🤖 AI Summary
This work addresses the challenge of performance evaluation in extremely large-scale fluid antenna systems (E-FAS) under imperfect channel state information by developing a pilot-based end-to-end equivalent channel estimation framework. Integrating MMSE estimation with zero-forcing precoding, the study systematically analyzes the impact of channel estimation errors in both single-user and multiuser scenarios. It reveals, for the first time, the SNR saturation phenomenon in single-user settings and the interference-limited nature of multiuser E-FAS at high SNR. The authors derive closed-form statistical characterizations of MMSE estimation error and quantify the trade-off between training overhead and spatial multiplexing gain. Simulations demonstrate that, despite channel estimation errors and training costs, E-FAS significantly outperforms conventional systems owing to its enhanced large-scale channel gain, exhibiting remarkable robustness and performance superiority.
📝 Abstract
Enormous fluid antenna systems (E-FAS) have recently emerged as a new wireless architecture in which intelligent metasurfaces act as guided electromagnetic interfaces, enabling surface-wave (SW) propagation with much lower attenuation and more control than conventional space-wave transmission. While prior work has reported substantial power gains under perfect channel state information (CSI), the impact of practical channel acquisition on E-FAS performance remains largely unexplored. This paper presents the first comprehensive analysis of E-FAS-assisted downlink transmission under pilot-based channel estimation. We develop an estimation framework for the equivalent end-to-end channel and derive closed-form expressions for the statistics of the minimum mean-square-error (MMSE) channel estimate and its estimation error. Building on these results, we analyze both single-user and multiuser operation while explicitly accounting for the training overhead. For the single-user case, we characterize the outage probability and achievable rate with imperfect CSI, and reveal an inherent signal-to-noise ratio (SNR) saturation phenomenon caused by residual self-interference. For the multiuser case, we study zero-forcing (ZF) precoding based on imperfect channel estimates and show that the system becomes interference-limited in the high SNR regime because of residual inter-user interference.
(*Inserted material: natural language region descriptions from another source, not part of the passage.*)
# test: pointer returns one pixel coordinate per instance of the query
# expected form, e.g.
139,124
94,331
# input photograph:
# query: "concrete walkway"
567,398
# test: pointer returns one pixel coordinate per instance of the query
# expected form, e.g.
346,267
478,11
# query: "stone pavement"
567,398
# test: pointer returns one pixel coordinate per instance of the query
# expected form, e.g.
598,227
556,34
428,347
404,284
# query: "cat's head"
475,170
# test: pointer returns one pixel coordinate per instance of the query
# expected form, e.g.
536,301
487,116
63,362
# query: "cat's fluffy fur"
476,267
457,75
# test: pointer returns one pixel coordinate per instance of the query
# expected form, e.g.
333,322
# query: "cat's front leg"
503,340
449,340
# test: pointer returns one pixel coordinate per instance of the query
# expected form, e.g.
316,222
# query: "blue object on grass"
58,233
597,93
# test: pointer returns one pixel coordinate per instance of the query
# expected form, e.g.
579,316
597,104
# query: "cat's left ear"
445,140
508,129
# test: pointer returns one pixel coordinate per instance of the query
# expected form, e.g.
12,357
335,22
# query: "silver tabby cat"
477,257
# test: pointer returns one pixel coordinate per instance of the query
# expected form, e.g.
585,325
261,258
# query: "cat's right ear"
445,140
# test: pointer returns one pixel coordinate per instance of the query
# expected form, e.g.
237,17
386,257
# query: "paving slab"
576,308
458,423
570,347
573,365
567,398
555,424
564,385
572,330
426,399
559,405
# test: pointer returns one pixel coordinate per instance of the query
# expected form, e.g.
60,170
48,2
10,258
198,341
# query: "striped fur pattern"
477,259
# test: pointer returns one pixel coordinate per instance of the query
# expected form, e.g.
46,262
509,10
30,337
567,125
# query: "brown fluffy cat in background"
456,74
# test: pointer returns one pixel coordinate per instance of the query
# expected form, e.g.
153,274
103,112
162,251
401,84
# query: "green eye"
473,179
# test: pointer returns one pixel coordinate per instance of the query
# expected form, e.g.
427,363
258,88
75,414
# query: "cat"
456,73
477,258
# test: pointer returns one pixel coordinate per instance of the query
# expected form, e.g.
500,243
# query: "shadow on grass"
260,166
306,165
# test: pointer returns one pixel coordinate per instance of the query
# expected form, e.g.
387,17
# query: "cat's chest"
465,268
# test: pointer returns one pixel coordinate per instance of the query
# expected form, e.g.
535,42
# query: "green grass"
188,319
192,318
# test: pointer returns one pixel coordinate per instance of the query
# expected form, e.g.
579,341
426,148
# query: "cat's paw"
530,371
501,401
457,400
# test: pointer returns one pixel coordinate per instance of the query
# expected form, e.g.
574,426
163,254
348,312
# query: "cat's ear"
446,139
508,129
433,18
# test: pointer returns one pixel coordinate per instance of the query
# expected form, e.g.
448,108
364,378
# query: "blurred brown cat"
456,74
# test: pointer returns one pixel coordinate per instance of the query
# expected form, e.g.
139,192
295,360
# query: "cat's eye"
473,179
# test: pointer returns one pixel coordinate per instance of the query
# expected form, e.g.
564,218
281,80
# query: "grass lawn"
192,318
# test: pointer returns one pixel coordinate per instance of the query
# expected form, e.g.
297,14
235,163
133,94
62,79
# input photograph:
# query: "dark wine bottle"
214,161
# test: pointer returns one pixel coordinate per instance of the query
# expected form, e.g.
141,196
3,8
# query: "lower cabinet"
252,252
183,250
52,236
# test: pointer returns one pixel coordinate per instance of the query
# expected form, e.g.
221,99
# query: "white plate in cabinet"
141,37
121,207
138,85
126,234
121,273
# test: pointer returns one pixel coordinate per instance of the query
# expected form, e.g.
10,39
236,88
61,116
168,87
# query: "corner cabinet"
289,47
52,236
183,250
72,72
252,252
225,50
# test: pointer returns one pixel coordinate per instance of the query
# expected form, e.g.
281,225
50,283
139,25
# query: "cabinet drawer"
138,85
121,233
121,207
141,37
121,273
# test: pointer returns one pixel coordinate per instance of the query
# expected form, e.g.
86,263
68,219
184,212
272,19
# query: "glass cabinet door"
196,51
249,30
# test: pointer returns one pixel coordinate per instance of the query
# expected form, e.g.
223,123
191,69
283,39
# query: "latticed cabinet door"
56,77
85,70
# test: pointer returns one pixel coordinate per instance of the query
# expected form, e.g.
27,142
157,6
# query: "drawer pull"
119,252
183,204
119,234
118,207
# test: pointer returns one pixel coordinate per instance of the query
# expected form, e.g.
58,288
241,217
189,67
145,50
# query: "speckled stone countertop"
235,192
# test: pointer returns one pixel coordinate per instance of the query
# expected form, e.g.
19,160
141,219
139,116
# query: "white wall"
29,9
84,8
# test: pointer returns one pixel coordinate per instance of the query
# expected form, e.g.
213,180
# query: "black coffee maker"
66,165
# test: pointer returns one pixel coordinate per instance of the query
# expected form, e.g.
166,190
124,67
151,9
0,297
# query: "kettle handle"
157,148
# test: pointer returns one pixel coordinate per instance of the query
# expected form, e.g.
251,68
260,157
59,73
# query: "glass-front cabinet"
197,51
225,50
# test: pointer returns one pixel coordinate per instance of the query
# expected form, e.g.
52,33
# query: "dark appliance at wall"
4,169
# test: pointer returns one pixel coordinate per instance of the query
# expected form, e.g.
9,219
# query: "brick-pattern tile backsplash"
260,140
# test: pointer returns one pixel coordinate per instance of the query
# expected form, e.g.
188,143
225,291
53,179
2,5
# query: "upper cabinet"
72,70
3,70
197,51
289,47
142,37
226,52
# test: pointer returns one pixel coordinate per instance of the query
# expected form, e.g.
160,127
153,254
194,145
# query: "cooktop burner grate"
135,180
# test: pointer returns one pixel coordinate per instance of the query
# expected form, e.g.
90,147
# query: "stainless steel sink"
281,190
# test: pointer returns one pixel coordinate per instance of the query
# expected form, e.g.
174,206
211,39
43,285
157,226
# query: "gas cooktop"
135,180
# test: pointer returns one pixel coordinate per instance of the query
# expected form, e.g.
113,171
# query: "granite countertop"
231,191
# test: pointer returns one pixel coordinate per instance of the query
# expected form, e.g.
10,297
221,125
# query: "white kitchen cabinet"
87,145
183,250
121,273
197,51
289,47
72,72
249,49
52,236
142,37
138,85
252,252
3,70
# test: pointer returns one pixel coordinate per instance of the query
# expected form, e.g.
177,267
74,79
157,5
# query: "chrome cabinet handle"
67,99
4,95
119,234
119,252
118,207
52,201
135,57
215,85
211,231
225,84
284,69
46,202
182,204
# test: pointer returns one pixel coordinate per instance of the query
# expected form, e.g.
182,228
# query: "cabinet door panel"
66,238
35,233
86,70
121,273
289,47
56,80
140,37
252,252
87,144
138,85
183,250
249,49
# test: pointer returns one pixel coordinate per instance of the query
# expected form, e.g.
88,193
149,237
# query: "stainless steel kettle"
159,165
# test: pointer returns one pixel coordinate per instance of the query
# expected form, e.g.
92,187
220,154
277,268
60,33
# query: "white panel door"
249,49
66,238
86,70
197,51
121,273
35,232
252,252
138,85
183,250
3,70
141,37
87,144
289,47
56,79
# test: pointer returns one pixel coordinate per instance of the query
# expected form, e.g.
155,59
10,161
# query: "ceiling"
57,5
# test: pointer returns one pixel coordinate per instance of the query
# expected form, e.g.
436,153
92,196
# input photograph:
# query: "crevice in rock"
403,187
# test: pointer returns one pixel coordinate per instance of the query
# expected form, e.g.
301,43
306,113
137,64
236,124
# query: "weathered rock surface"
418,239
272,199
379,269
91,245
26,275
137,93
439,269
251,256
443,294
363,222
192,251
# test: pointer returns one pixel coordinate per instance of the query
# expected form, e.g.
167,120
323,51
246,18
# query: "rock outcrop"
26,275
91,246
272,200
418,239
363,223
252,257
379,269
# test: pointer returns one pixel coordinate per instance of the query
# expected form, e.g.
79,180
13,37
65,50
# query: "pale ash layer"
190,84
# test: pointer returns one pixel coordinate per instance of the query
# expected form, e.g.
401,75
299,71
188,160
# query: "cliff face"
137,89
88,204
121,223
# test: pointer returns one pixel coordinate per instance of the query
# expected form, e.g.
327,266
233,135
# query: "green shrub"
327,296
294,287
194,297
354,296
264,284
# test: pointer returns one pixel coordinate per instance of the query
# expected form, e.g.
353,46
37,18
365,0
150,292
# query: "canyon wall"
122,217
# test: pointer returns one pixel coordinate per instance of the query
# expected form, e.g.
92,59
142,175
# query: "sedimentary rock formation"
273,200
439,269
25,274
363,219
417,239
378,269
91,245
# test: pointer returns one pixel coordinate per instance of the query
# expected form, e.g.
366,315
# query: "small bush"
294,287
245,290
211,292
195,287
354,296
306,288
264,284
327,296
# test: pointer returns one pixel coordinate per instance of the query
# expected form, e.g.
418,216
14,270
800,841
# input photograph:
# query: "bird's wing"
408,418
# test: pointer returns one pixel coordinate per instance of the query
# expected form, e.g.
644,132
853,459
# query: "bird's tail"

Furthermore, we quantify the trade-off between spatial multiplexing gains and pilot overhead when the number of users increases. Analytical findings are validated via Monte Carlo simulations and benchmarked against least-squares (LS) estimation and conventional non-E-FAS transmission. The results reveal that despite CSI imperfections and training costs, E-FAS retains substantial performance advantages and provides robustness enabled by its amplified large-scale channel gain.